Peygamber efendimizin yaşadığı, emir buyurduğu veya eshabından birini her hangi bir iş yaparken görüp tasvip ettiğine biz Sünnet diyoruz. İslâm'ı yaşayabilmek için Hz. Allah'ın c.c. Kelâmı Kur'anı Kerim'de bulunan ilâhî hükümlerle beraber Rasûlüllah'ın s.a.v. sünnetine uymak da Hz. Allah'ın emridir. Sünnet olmadan sırf Kur'ân'a göre İslâm'ın yaşanabileceğini iddiâ etmek maksatlı söylenmiyorsa, büyük bir gaflettir!
Hz. Ali a.a.
"Peygamber efendimize Pazartesi günü nübüvvet (peygamberlik) verildi. Salı günü ben efendimizle beraber namaz kıldım!" diyor. Demek ki namaz bi'setle (Peygam ber efendimizin Peygamber olarak vazifelendirilmesiyle) başlıyor.

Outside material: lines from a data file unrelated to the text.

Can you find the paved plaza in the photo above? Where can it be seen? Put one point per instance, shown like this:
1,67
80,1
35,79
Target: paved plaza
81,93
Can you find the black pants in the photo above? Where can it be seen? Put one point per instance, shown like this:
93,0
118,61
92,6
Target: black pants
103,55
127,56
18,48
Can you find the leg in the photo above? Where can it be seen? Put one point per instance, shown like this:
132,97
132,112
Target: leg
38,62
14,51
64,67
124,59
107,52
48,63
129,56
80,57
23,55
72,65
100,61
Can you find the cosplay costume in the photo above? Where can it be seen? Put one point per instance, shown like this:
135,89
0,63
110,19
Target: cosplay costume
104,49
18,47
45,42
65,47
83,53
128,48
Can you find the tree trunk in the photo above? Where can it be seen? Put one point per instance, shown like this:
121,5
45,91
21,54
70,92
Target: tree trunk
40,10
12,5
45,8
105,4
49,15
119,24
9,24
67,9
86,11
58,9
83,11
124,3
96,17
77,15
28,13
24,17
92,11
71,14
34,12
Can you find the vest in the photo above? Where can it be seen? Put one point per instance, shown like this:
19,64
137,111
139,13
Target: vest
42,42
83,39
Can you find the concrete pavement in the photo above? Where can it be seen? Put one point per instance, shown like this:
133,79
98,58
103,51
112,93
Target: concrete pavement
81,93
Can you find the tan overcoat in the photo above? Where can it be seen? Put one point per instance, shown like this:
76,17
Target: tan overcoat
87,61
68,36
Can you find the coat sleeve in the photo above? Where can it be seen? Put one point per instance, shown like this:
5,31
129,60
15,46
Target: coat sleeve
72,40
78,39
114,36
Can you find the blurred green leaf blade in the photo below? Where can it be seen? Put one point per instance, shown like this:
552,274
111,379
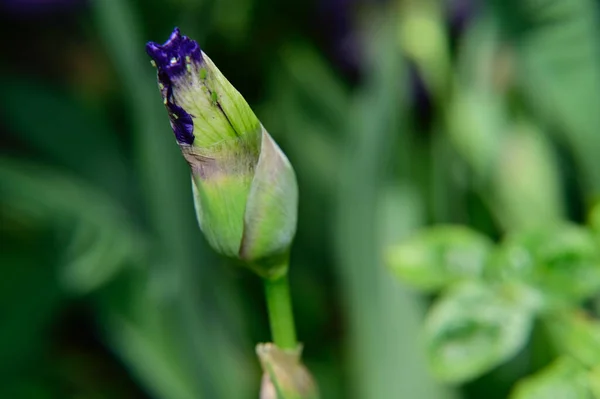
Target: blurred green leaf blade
472,329
563,379
436,257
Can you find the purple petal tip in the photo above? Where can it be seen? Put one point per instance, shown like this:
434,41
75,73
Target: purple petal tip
171,59
172,56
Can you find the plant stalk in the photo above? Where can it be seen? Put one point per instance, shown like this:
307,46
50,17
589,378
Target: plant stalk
281,317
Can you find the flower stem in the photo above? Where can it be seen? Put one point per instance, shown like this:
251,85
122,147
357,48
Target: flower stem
281,317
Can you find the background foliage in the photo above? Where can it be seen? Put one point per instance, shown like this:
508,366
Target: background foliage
447,155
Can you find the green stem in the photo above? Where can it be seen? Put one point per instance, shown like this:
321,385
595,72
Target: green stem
281,317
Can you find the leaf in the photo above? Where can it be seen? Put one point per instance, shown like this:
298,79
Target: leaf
558,64
472,329
99,238
561,263
563,379
576,335
65,131
439,256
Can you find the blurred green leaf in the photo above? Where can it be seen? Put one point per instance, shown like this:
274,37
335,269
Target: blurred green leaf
472,329
558,66
436,257
64,130
562,263
577,335
564,379
99,237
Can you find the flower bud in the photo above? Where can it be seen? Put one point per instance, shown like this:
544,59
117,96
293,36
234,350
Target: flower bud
284,376
245,189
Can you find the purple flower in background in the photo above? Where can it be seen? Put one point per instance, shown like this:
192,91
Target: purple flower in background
39,6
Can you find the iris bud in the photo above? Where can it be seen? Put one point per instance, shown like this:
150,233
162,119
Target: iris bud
244,187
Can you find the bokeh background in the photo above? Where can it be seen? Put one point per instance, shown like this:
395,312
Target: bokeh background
396,114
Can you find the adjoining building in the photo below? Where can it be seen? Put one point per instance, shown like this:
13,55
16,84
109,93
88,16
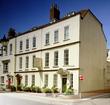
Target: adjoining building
68,51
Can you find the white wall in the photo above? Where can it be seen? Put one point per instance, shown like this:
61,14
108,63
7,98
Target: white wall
92,54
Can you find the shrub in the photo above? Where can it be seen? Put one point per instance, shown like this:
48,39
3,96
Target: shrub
55,89
47,90
39,90
19,87
13,88
27,89
69,91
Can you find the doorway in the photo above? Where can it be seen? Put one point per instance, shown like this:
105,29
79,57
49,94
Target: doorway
64,84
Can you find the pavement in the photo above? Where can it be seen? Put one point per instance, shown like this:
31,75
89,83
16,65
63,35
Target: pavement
41,98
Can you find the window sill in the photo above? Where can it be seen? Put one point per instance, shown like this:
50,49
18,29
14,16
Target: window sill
55,66
34,48
27,50
66,65
47,44
66,39
34,69
46,67
20,70
55,42
20,51
26,69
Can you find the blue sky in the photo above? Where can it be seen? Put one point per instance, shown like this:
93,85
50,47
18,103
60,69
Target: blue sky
25,14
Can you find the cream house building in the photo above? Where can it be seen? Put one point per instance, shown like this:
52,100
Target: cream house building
68,51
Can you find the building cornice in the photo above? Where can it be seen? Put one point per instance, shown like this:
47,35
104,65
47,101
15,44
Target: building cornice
48,48
45,70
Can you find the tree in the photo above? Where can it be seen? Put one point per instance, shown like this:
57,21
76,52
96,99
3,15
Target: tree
11,33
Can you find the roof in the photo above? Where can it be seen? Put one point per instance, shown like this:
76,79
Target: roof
82,13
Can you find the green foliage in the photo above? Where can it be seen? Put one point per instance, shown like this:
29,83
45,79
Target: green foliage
69,91
47,90
13,88
27,89
19,87
55,89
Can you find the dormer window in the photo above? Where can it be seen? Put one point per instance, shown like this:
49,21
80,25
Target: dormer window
34,42
27,43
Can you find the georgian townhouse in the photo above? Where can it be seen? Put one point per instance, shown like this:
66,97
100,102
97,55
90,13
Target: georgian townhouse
68,51
7,59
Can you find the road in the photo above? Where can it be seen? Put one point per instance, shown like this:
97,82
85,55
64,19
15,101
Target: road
23,99
7,100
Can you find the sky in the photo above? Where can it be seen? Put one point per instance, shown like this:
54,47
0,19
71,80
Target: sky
25,14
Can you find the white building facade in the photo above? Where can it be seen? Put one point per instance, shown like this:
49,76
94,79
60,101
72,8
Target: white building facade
59,53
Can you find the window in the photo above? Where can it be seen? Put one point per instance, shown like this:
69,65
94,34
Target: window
21,45
26,80
2,79
34,41
66,57
27,62
33,79
5,67
66,33
20,62
10,49
46,80
55,36
56,58
47,39
27,43
55,80
34,63
5,48
46,59
71,80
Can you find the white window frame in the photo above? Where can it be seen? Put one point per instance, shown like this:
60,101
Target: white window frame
56,34
20,62
56,58
34,42
46,59
11,48
66,32
55,80
47,38
27,43
66,57
27,61
21,45
46,80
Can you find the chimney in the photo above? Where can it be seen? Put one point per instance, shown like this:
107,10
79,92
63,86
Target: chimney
54,13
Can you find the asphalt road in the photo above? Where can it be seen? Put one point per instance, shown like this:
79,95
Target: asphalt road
17,99
7,100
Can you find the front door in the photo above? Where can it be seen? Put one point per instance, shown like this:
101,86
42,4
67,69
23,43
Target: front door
64,84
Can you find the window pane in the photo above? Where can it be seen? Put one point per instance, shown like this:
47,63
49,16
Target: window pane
27,62
20,62
46,80
56,58
47,39
47,59
66,32
10,48
71,80
27,43
55,80
33,79
26,80
21,44
34,41
34,63
56,36
66,57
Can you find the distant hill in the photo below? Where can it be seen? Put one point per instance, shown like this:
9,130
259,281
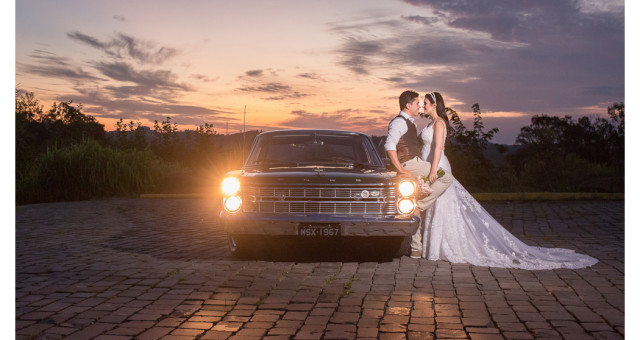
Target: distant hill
492,152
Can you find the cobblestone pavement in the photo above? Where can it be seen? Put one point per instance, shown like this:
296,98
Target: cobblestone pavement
159,268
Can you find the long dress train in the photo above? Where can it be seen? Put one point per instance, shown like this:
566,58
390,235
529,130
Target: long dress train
458,229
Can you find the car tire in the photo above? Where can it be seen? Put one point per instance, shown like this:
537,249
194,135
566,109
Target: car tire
392,246
240,246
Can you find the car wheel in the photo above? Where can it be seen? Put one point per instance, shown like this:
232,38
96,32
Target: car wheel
240,246
392,246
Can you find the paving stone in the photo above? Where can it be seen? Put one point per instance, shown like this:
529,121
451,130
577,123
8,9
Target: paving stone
121,276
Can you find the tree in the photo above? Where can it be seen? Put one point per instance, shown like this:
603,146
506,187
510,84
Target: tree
465,149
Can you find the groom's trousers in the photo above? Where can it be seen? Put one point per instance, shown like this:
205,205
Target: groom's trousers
418,167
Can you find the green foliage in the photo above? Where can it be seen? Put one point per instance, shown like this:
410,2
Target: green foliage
561,154
129,136
465,148
63,154
88,170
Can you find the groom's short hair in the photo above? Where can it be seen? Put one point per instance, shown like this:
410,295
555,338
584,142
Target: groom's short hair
407,97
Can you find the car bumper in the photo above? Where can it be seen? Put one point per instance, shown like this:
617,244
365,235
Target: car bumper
254,224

Nübüvvetin ilk günlerinde nâzil olan âyeti kerimelerde namazla alakalı bir hüküm, bir açıklama olmadığına göre efendimiz ve Onunla beraber namaz kılan ilk Müslümanlar neye göre namaz kılmışlardır?
Rasûlüllâh'ın s.a.v. bütün hayatını teşkil eden sünnetine uymak, O'nun yaşadıklarını düstur edinmek Hz. Allah'ın c.c. kat'î emridir. Çünkü yüce Rabbimiz:
"De ki: Eğer Hz. Allah'ı c.c. seviyorsanız bana tâbi olun ki,Allah da sizi sevsin ve günahlarınızı bağışlasın. Allah Ğâfur ve Rahîmdir." (Âli imrân suresi, âyet no.31) Buyurmakta kendisini sevmenin ancak, Rasûlüne uymakla mümkün olabileceğini bildirmektedir.
Nisâ Suresinin 59 ncu âyeti kerimesinde ise:
"Ey iman edenler! Allah'a itaat edin. Peygambere ve sizden olan emir sahiplerine de itaat edin! Eğer bir şey hakkında münâzaa ederseniz (çekişirseniz,) Allah'a ve âhiret gününe inanıyorsanız, onu Hz. Allah'a ve peygambere götürün!" buyurulmaktadır. Müfessirler bu âyet de geçen "Peygambere götürün" cümlesini, "Meselelerinizi sağlığında Rasûlüllâh'a sorun, vefâtından sonra da Onun sünnetine başvurun!" şekline tefsir ve izah etmişlerdir.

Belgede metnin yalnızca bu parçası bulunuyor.